Saturday, January 04, 2020

Biggest bloom: 'World's largest' flower spotted in Indonesia


This handout picture taken on January 2, 2020 and released on January 3 by the Sumatra 
Barat Nature Conservation Agency (BKSDA) shows a giant Rafflesia tuan-mudae—a fleshy 
red flower with white blister-like spots on its enormous petals and measuring a whopping
 111 centimeters (3.6 feet) in diameter at the Maninjau nature preserve in Agam, West Sumatra.
Handout/West Sumatra BKSDA/AFP
Biggest bloom: 'World's largest' flower spotted in Indonesia
(Agence France-Presse) - January 3, 2020 - 6:35pm
PADANG, Indonesia — Indonesian conservationists say they've spotted the biggest specimen ever of what's already been billed as one of the world's largest flowers.
The giant Rafflesia tuan-mudae—a fleshy red flower with white blister-like spots on its enormous petals—came in at a whopping 111 centimeters (3.6 foot) in diameter.
That's bigger than the previous record of 107 centimeters on a bloom also found in the jungles of West Sumatra several years ago.
"This is the largest Rafflesia tuan-mudae that has ever been documented," said Ade Putra at the Agam Conservation Agency in Sumatra.

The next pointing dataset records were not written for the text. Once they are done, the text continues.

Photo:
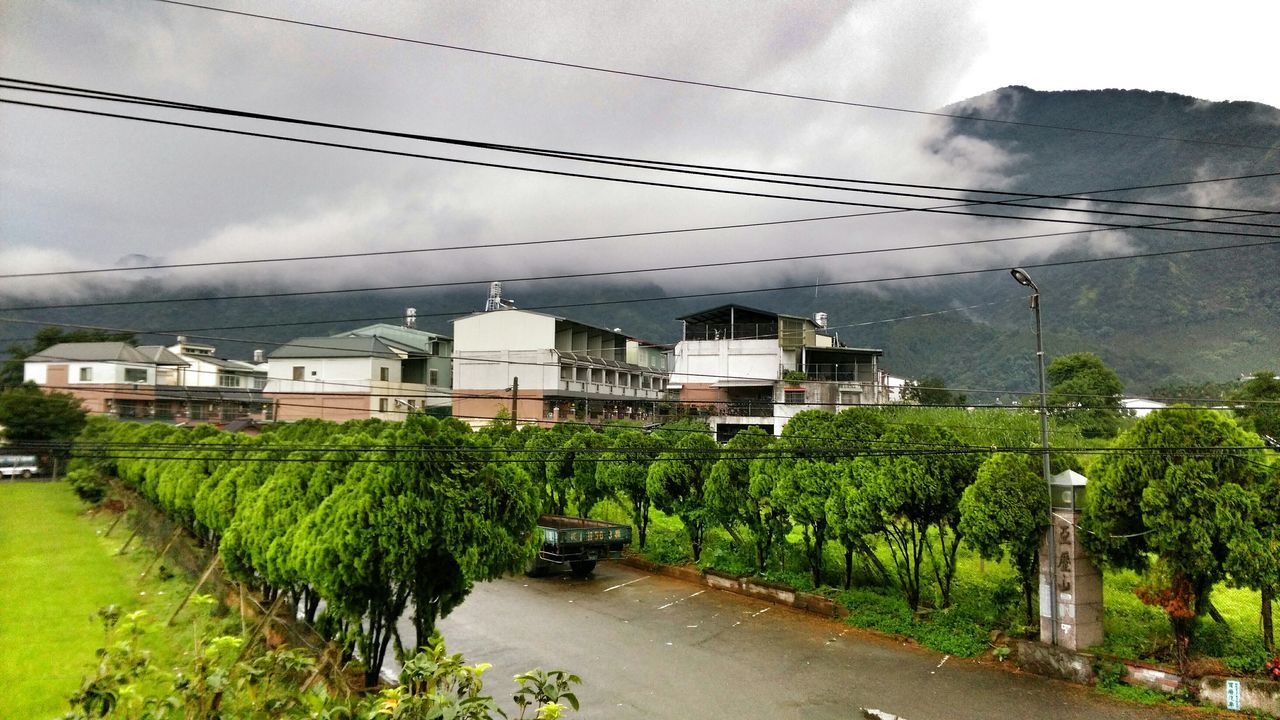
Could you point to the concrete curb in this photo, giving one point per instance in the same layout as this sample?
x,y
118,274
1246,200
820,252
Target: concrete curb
x,y
776,593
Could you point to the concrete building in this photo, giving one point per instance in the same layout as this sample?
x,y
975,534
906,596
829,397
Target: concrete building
x,y
374,372
743,367
556,369
149,382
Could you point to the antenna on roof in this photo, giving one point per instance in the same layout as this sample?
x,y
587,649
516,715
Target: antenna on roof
x,y
496,301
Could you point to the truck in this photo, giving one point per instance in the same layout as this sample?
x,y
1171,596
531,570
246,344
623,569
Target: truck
x,y
576,542
18,465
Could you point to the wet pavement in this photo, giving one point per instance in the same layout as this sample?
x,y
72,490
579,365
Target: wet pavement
x,y
654,647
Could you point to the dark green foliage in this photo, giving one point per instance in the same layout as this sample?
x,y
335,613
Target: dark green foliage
x,y
1169,505
1006,510
88,486
1084,392
28,414
625,469
677,484
379,518
740,495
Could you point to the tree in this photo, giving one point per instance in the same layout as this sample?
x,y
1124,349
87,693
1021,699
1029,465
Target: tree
x,y
625,469
1253,547
677,484
912,492
1006,510
28,414
1086,392
739,493
1262,413
931,390
46,337
1164,502
807,478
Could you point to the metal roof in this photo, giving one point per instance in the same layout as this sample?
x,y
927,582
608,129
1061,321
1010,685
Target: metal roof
x,y
97,352
703,315
336,347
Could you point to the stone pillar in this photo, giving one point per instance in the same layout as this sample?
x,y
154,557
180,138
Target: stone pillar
x,y
1077,582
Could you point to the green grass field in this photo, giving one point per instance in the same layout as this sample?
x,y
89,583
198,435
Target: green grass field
x,y
55,572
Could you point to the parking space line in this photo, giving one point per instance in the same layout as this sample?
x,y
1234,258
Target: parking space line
x,y
625,584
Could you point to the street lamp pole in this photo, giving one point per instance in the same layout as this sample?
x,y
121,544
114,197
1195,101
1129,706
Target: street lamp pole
x,y
1025,281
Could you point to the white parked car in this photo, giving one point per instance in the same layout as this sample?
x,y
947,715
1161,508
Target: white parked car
x,y
18,465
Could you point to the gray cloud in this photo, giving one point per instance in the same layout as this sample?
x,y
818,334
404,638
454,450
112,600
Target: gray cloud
x,y
83,192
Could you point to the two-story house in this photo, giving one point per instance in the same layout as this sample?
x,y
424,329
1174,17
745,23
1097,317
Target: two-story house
x,y
551,369
374,372
149,382
745,367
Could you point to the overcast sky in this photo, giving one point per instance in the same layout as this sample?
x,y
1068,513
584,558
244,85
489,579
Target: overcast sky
x,y
88,192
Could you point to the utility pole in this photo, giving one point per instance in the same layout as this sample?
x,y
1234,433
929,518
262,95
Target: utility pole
x,y
515,397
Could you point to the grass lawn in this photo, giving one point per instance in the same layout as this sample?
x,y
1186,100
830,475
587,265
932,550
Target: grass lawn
x,y
55,572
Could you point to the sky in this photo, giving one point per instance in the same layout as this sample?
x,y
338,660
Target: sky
x,y
88,192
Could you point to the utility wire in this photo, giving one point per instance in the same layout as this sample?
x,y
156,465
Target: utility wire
x,y
1010,199
711,85
944,210
667,297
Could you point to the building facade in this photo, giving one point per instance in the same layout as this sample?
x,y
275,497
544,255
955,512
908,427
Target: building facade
x,y
741,367
374,372
539,368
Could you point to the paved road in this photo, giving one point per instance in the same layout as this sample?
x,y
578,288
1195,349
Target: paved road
x,y
654,647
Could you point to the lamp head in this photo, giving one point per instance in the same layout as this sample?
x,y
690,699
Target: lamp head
x,y
1023,278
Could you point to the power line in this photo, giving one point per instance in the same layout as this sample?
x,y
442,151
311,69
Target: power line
x,y
711,85
684,296
1018,200
944,210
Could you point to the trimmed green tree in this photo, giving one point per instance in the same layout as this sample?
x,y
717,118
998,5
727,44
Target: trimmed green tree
x,y
1161,501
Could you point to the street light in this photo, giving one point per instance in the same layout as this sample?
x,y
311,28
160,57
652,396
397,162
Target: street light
x,y
1025,281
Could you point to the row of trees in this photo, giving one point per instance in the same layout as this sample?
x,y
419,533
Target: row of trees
x,y
368,516
373,515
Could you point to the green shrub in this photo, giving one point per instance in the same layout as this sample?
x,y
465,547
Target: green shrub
x,y
88,486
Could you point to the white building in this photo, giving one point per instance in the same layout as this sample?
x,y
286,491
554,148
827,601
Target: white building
x,y
556,369
752,368
374,372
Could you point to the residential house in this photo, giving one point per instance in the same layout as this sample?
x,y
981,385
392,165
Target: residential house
x,y
743,367
141,383
540,368
379,370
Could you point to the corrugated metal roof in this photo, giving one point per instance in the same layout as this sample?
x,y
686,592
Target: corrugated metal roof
x,y
91,352
336,347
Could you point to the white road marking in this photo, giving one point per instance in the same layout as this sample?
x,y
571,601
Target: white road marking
x,y
625,584
681,600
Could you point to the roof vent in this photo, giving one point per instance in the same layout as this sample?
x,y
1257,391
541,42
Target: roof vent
x,y
496,301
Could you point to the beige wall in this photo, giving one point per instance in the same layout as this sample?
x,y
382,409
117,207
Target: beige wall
x,y
478,408
691,392
323,406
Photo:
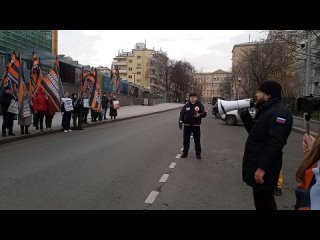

The flower's bloom will only last about one week before it will wither and rot, he added.
It was named Rafflesia after British colonialist Sir Stamford Raffles who spotted one in Indonesia in the early 19th Century.
The species grows in several Southeast Asian countries, including the Philippines where a 100 centimeter specimen was recorded.
The parasitic bloom, sometimes referred to as corpse flower, mimics the stench of rotting meat to attract insects.
Sharing that noxious smell is Indonesia's Amorphophallus titanum, a phallus-shaped flower that can reach heights of up to three meters (10 feet).